Ao final, postulou pelo recebimento deste Recurso de Agravo, reforma do Julgamento Singular nº 509/GAM/2019 que negou seguimento ao Pedido de Revisão e concessão de efeito suspensivo à decisão proferida no Parecer Prévio nº 147/2017-TP, com notificação da Câmara Municipal de Torixoréu.
É o relato do necessário. Decido.
Nos termos do artigo 64 da Lei Complementar Estadual nº 269/2007 (Lei Orgânica - LO-TCE/MT) e do artigo 270 da Resolução Normativa nº 14/2007 (Regimento Interno - RI-TCE/MT), são pressupostos de admissibilidade do Recurso de Agravo: cabimento, tempestividade, legitimidade, interesse recursal e tese deduzida com clareza. A ausência de quaisquer desses requisitos constitui óbice à análise das questões suscitadas pela parte Recorrente.
Compulsando os autos, verifico que a modalidade recursal é a espécie cabível, uma vez que tem por finalidade a reforma de Julgamento Singular deste Relator (art. 68 da LO-TCE/MT e art. 270,I do RITCE/MT). Ademais, a petição foi interposta por parte legítima, devidamente qualificada e representada por procurador constituído, com apresentação do pedido por escrito, com clareza e devidamente assinado (art. 65 da LO-TCE/MT e art. 270, §2º, e 273 do RI-TCE/MT).
Ademais, infere-se que a peça é tempestiva, uma vez que a decisão agravada foi divulgada na edição nº 1609 de 03/05/2019 do Diário Oficial de Contas, sendo considerada como data de publicação o dia 06/05/2019 e a peça recursal foi protocolada em 21/05/2019, portanto dentro do prazo legal de 15 dias, estabelecido pelo § 4º do artigo 64 da LO-TCE/MT c/c § 3º do artigo 270 do RI-TCE/MT.
Com relação aos argumentos suscitados pela Recorrente, reconheço que houve alteração substancial de entendimento desta Corte de Contas acerca da emissão de parecer prévio contrário nos casos em que as contas não são encaminhadas pelo Sistema Aplic, tanto que recentemente foi publicada a Resolução Normativa nº 1/2019-TP, a fim de regulamentar esse novo tratamento.
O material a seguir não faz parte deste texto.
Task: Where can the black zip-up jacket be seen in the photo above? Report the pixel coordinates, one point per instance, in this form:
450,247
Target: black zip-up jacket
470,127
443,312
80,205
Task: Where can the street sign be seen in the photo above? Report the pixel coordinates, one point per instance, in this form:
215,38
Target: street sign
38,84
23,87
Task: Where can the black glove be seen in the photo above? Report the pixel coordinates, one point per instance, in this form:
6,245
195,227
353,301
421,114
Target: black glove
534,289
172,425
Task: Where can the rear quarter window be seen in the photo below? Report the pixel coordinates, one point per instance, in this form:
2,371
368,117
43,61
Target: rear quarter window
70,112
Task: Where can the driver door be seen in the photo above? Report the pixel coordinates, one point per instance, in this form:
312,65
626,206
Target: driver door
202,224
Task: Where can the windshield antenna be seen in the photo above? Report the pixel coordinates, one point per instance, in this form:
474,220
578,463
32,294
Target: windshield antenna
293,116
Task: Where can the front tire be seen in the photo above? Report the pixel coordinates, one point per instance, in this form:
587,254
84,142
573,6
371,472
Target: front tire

Ademais, faz-se necessário examinar com maior cautela a alegação de que os informes não foram alimentados pelos gestores que a antecederam, o que poderia ocasionar uma quebra do nexo de causalidade da irregularidade.
É preciso levar em consideração, ainda, os recentes precedentes julgados na sessão do Tribunal Pleno de 18 de junho de 2019, relativos às contas anuais de Pedra Preta (Processo nº 8.416-6/2016) e Poconé (Processo nº 17.280-4/2017).
Por fim, com relação ao pedido de concessão de efeito suspensivo, saliento que o Regimento Interno desta Corte não prevê a concessão desse efeito aos pedidos dessa natureza, como regra.
Segundo o artigo 283-C, §1º, do Regimento Interno, a medida adequada a ser tomada, nos casos em que o parecer prévio já tiver sido encaminhado ao Poder Legislativo para julgamento, será oficiar ao Presidente do referido órgão, informando que as contas de governo do Poder Executivo estão sendo reanalisadas em face de fortes indícios de erro material ou de cálculo.
Portanto, entendo suficiente oficiar o Poder Legislativo de Torixoréu, nos termos da regra regimental.
Diante do exposto, com fundamento nos artigos 275, §2º, do Regimento Interno, conheço do Recurso de Agravo, realizo o juízo positivo de retratação, tornando sem efeito o Julgamento Singular nº 509/GAM/2019 e, por consequência, admito o Pedido de Revisão de Parecer Prévio interposto pela Sra. Inês Moraes Mesquita Coelho, sem atribuição de efeito suspensivo.